Tuesday, 26 February 2019


MARIA BACH - AUSTRIA   
DIED 26 FEBRUARY

Maria Bach was born in Vienna, Austria, on March 11, 1896. Her parents were Robert Bonaventura Michael Wenzel von Bach and Eleonore Josepha Maria Theresia Auguste Bach. In 1897, she moved with her family to the castle, Leesdorf, in Baden, Austria. Bach's father, Robert, was an attorney, painter, and violinist. Her mother, Elenore, was both a singer and composer who has performed under the conductors Gustav Mahler and Johannes Brahms. 

Maria Bach began studying composition at the Vienna Academy of Music with Joseph Marx in 1919. Under the tutelage of Marx, Bach wrote four-part fugues, brief piano scores, and analysed the music of Chopin, Debussy, and Stravinsky. Marx would later help Bach develop her own personal style of composing.  She made her debut as a composer in 1921 with Narrenlieder für Tenor und Orchester, a song cycle which was later printed by Schott in Vienna.
  
During the war, the Nazi party established music prohibitions in Austria. Due to their preference for classical music, which was considered conservative and traditional, "modern" compositions were not allowed to be performed. However, Bach's compositions were deemed both conservative and traditional among Nazi standards and were deemed acceptable to be performed.

♫ LISTEN


Silhouetten: II. 1. Satz Garufalia (Grieche) by Maria Bach








ESTHER ROFE - AUSTRALIA
DIED 26 FEBRUARY


Esther Rofe was born in Melbourne in 1904 and studied with Alberto Zelman jnr, Fritz Hart and A.E. Floyd. A talented violinist and pianist, she worked as an accompanist, and performed with small ensembles and the original Melbourne Symphony Orchestra. In the early 1930s Esther enrolled at the Royal College of Music and studied with, amongst others, Gordon Jacob, Ralph Vaughan Williams and R.O. Morris. She was there at the same time as Peggy Glanville-Hicks, Miriam Hyde, John Tallis, and later with Dulcie Holland. It was at the College that she committed herself to composition.

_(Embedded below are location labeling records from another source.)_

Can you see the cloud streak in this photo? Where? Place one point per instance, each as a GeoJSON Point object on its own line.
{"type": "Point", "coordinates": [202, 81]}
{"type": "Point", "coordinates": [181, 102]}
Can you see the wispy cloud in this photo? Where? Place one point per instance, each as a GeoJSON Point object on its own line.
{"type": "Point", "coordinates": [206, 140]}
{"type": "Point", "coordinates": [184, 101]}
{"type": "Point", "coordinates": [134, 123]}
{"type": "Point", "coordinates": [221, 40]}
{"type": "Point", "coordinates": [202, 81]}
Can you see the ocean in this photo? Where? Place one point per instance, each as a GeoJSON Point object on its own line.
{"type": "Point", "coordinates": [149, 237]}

During World War II Rofe worked at the Australian Broadcasting Commission (ABC), and the Colgate-Palmolive Radio Unit in Sydney where she began arranging and composing music. Rofe began composing for ballet in 1943. The Esther Rofe Songbook was published in Melbourne in December 1999.

Rofe and her sister Edith moved to Southport where Rofe lived and worked for twenty years by the sea. She never married, but fostered a child. She died in February 2000 and her ashes were scattered in Southport Bay.  The Esther Rofe Award was established in her honor at the University of Melbourne in Australia.